LE BLUES DES PROPRIÉTAIRES
Impôt sur la fortune immobilière, hausse prévisible des taxes foncières, encadrement des loyers…, les propriétaires immobiliers ont le sentiment d’être maltraités. Et s’il valait mieux, désormais, être locataire ?
C’estunsentiment diffus mais de plus en plus répandu : en France, mieux vaut sans doute être locataire que propriétaire. La loi, en effet, a une fâcheuse tendance à pencher en faveur des premiers.
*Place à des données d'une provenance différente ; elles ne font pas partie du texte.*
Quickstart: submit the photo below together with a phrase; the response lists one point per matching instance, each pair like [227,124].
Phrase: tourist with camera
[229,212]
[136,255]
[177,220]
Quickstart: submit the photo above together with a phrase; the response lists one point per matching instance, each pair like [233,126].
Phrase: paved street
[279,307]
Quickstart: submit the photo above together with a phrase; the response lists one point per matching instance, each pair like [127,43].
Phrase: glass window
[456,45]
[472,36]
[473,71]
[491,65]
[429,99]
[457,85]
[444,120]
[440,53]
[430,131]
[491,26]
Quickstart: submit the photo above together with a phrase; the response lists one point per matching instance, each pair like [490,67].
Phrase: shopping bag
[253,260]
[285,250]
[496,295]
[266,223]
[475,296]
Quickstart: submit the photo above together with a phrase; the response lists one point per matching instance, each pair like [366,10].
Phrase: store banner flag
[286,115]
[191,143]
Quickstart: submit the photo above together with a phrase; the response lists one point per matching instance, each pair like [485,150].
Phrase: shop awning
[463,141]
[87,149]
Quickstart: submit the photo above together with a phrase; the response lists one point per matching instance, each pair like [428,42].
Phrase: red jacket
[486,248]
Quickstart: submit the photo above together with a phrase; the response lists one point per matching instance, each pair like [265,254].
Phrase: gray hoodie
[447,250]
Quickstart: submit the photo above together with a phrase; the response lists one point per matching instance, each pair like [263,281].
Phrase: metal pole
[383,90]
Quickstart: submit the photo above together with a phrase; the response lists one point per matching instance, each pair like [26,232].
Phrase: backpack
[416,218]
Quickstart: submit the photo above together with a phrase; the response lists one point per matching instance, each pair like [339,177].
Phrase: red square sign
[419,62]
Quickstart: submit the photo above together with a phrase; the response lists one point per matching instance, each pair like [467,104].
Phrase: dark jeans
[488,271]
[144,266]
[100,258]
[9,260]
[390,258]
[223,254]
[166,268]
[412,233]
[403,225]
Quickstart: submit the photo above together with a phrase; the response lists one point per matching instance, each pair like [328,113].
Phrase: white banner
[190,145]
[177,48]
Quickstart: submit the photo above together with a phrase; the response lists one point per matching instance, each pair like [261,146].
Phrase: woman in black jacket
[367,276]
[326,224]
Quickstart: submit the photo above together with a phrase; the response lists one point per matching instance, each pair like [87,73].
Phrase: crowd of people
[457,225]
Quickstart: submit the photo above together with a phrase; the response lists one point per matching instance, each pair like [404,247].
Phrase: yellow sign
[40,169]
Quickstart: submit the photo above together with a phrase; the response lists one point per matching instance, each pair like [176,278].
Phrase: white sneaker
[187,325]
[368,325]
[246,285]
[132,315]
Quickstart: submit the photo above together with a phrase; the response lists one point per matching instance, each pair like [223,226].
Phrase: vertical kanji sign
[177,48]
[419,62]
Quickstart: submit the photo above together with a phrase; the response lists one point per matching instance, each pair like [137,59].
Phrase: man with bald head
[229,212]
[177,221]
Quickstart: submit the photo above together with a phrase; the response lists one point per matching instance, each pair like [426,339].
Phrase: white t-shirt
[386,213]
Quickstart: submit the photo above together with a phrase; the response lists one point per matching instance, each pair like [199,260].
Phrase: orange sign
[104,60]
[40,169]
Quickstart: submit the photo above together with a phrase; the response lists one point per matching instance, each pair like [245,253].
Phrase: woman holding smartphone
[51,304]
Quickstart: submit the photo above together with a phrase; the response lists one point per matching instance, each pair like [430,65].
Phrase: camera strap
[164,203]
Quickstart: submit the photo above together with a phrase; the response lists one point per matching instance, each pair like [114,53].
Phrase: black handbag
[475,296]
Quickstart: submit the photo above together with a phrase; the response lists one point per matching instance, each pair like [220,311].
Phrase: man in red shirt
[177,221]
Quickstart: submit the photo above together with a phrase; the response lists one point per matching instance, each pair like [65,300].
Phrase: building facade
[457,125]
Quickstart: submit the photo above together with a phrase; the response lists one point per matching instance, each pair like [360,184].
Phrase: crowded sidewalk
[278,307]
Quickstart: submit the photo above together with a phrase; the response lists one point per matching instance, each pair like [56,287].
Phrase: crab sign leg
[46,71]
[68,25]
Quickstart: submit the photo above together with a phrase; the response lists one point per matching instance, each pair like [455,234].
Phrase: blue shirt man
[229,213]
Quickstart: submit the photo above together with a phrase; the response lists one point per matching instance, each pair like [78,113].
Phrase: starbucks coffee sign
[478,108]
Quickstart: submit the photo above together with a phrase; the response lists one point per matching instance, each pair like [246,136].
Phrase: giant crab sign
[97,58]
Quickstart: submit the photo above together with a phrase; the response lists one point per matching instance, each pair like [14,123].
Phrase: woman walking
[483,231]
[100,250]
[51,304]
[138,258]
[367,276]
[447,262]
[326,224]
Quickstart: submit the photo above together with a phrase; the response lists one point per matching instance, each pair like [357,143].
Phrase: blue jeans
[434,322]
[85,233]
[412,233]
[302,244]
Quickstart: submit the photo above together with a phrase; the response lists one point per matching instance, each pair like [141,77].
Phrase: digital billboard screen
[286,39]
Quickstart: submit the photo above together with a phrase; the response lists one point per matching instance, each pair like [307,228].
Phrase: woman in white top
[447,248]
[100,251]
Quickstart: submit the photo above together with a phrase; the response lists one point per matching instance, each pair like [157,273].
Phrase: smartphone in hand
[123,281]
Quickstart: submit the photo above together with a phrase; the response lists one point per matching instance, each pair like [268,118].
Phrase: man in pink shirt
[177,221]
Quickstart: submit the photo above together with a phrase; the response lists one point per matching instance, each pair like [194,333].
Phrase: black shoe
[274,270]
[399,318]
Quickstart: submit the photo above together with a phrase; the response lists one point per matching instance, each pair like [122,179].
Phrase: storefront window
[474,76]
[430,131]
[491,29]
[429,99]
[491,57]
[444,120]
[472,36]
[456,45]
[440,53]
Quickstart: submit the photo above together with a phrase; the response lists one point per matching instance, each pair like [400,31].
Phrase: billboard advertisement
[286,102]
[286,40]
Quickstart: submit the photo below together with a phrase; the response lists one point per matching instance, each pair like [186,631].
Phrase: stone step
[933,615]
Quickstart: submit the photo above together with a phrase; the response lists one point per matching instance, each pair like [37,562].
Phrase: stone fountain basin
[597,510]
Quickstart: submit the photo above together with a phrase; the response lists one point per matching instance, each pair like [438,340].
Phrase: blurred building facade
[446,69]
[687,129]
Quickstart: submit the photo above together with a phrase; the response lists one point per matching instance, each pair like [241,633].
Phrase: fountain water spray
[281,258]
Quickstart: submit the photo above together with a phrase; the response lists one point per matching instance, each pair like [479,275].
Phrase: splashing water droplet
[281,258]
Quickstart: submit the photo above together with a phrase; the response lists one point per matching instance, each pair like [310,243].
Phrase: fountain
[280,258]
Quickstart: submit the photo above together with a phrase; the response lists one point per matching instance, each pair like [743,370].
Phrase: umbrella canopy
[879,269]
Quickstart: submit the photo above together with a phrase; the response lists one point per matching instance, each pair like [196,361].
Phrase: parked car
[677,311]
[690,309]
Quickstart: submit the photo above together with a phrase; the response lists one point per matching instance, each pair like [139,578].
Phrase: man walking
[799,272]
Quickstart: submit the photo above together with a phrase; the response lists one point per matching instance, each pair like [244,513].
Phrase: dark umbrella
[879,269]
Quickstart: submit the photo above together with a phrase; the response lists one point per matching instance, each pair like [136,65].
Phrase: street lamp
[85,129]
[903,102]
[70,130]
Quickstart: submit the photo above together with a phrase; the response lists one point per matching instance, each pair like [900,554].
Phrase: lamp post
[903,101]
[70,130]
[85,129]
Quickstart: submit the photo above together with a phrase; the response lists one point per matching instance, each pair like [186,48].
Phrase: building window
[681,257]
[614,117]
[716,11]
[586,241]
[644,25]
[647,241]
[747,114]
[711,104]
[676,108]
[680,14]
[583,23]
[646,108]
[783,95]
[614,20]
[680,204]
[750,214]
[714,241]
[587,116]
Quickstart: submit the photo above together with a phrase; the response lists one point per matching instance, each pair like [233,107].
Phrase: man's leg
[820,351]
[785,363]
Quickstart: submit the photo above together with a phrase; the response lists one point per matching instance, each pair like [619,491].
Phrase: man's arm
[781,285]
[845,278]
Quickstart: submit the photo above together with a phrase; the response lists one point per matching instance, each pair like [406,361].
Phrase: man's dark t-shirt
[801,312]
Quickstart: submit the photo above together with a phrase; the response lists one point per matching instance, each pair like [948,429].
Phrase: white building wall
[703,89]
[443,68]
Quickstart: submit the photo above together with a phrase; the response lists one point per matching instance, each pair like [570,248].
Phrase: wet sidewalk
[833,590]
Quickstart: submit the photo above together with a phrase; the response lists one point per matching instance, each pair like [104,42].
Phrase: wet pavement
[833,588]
On connaît le calvaire des propriétaires de biens locatifs, leurs difficultés à se débarrasser des mauvais payeurs, ultraprotégés, les charges d’entretien et les travaux de réparation incessants qui pèsent sur la rentabilité de leurs investissements… Depuis quelques mois, c’est désormais la fiscalité qui contribue à leur donner le sentiment qu’en devenant propriétaires, ils n’ont peutêtre pas fait le meilleur choix. Tous s’attendent aujourd’hui à voir leurs impôts fonciers augmenter car, pour compenser la disparition annoncée de la taxe d’habitation – cadeau octroyé par M. Macron aux locataires comme aux propriétaires, il est vrai –, les collectivités locales, en quête de ressources, se tourneront irrémédiablement vers eux, qui sont souvent présentés comme des rentiers. Tous savent aussi déjà, parmi les propriétaires de biens locatifs, qu’ils vont subir de plein fouet la hausse de la CSG (+ 1,7 point) annoncée par le gouvernement. Et, en prime, la réforme de l’impôt de solidarité sur la fortune (ISF), transformé en impôt sur la fortune immobilière (IFI) et recentré sur la pierre exclusivement, est vécue par beaucoup comme une injustice fiscale.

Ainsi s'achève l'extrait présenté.